Biceek
Biceek is an IoT app that helps cyclists quickly locate their bikes and find secure parking spaces. A transmitter attached to the bike triggers sound and light signals on demand, saving time-consuming searches.
The project was developed as part of my Media & Interaction Design degree in collaboration with another student – from conception to Angular demo, validated by eye-tracking usability tests. Four years later, I evaluated the ideal process and iterated the UI.
Timeline
2020 – 4 months
Services
User Research, Mobile App Design, Usability Testing, Frontend Development
Problem statement
A cyclist wants to find their bike quickly among many others. At the same time, they often search in vain for a safe place to park their bike. How can the app interact with the device to offer a real advantage in these situations?
User Research
Analysis of context of use with interviews, user shadowing, and questionnaires
We started with three methods from user-centred design to understand the context and potential users. Personal interviews and user shadowing at public bicycle parking facilities provided qualitative data, while a questionnaire via Google Forms provided additional quantitative data. Three personas were derived from the results.
Hindsight in 2024
Focus on qualitative methods such as interviews with cyclists using a Likert scale
More input from people outside the project
Use personas for further decisions
Ideation & Testing
From sketches to wireframing
The necessary steps were recorded in a flowchart in the app. Initial concrete features were then sketched using the ‘Crazy 8’ method and finally translated into wireframes.
Testing
Eye tracking and thinking aloud with real participants in the usability lab
The wireframes were examined in the usability lab using eye tracking. Heat maps and gaze plots showed a person's eye movement after 30 seconds per screen. Test subjects then tested a low-fidelity click dummy with six tasks using think-aloud protocol. The results were satisfactory and led to layout optimisations.
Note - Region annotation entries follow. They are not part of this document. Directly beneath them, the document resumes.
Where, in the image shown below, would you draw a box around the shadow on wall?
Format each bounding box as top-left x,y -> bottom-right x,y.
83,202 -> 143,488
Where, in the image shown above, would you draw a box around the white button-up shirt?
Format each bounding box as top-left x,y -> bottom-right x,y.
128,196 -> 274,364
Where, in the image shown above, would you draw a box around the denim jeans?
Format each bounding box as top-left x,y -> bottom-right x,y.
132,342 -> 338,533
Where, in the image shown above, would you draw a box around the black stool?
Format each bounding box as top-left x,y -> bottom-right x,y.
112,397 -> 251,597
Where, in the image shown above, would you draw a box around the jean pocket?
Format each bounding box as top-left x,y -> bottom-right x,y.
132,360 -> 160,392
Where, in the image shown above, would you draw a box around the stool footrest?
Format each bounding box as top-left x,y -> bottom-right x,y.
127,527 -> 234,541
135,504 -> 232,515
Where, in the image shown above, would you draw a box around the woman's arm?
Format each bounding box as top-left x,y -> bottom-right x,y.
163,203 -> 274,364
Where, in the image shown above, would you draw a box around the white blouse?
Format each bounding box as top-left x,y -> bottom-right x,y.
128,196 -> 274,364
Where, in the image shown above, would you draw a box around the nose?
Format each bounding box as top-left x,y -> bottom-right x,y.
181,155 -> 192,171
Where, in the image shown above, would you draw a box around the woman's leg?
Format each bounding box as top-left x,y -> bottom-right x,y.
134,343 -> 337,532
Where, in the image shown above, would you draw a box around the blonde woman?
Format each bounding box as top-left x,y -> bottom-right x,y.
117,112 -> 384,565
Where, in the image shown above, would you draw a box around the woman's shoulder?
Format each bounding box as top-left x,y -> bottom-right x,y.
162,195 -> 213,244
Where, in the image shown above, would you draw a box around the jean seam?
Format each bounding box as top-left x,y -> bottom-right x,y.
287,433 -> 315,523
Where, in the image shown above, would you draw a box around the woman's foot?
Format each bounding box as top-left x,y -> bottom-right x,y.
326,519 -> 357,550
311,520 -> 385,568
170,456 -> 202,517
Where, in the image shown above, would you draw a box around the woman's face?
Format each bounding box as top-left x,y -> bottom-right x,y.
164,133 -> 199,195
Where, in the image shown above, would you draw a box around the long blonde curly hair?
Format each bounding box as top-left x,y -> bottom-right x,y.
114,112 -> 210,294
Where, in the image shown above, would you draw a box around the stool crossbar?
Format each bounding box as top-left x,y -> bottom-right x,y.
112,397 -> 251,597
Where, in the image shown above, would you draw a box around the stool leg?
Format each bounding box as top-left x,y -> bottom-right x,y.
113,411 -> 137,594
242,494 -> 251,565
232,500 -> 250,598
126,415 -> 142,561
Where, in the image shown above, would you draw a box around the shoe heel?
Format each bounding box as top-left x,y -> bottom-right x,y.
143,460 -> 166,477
The biggest problem with the click dummy was vertical tab navigation. The testers ignored it completely. In the high-fidelity prototype, the view was replaced with classic tabs.
Hindsight in 2024
Artificial test environment in the laboratory may distort results, as eye tracking was performed from app to desktop
Test more user flows in Clickdummy for valuable quantitative insights (e.g. simulate outdoor test with bicycle)
UI-Design
Minimal style guide for consistent UI design
A minimal style guide with typography, colour palette, logo and animation was created. Using these specifications, a prototype was developed in Adobe XD, which served as the basis for further technical implementation.
Hindsight in 2024
Colors do not meet WCAG
Documentation of components would be helpful for a consistent UI
Development
Connection of microcontroller and Firebase in high-fidelity demo
The demo was developed using Angular and Ionic. In the backend, Firebase managed the data on parking spaces and users. The app communicated with the SP32 microcontroller via Bluetooth to trigger an audible signal or LED strip.
Casing made by 3D printer
The casing was modelled in Fusion 360 and manufactured using a 3D printer. It contains the microcontroller, LED strips and battery.
Project submission in March 2020
The project was completed at the end of my third semester in B.A. Media & Interaction Design and successfully presented as a demo. (Grade 1.0)
Redesign
UI Design 2.0 after 4 years
Biceek was the first project in which I was able to go through the entire design process from start to finish. Even though the process is rarely so linear in everyday working life, it was a valuable exercise.
In addition to reflecting on the process, I updated the UI and placed greater focus on the map view with the device's trigger interaction.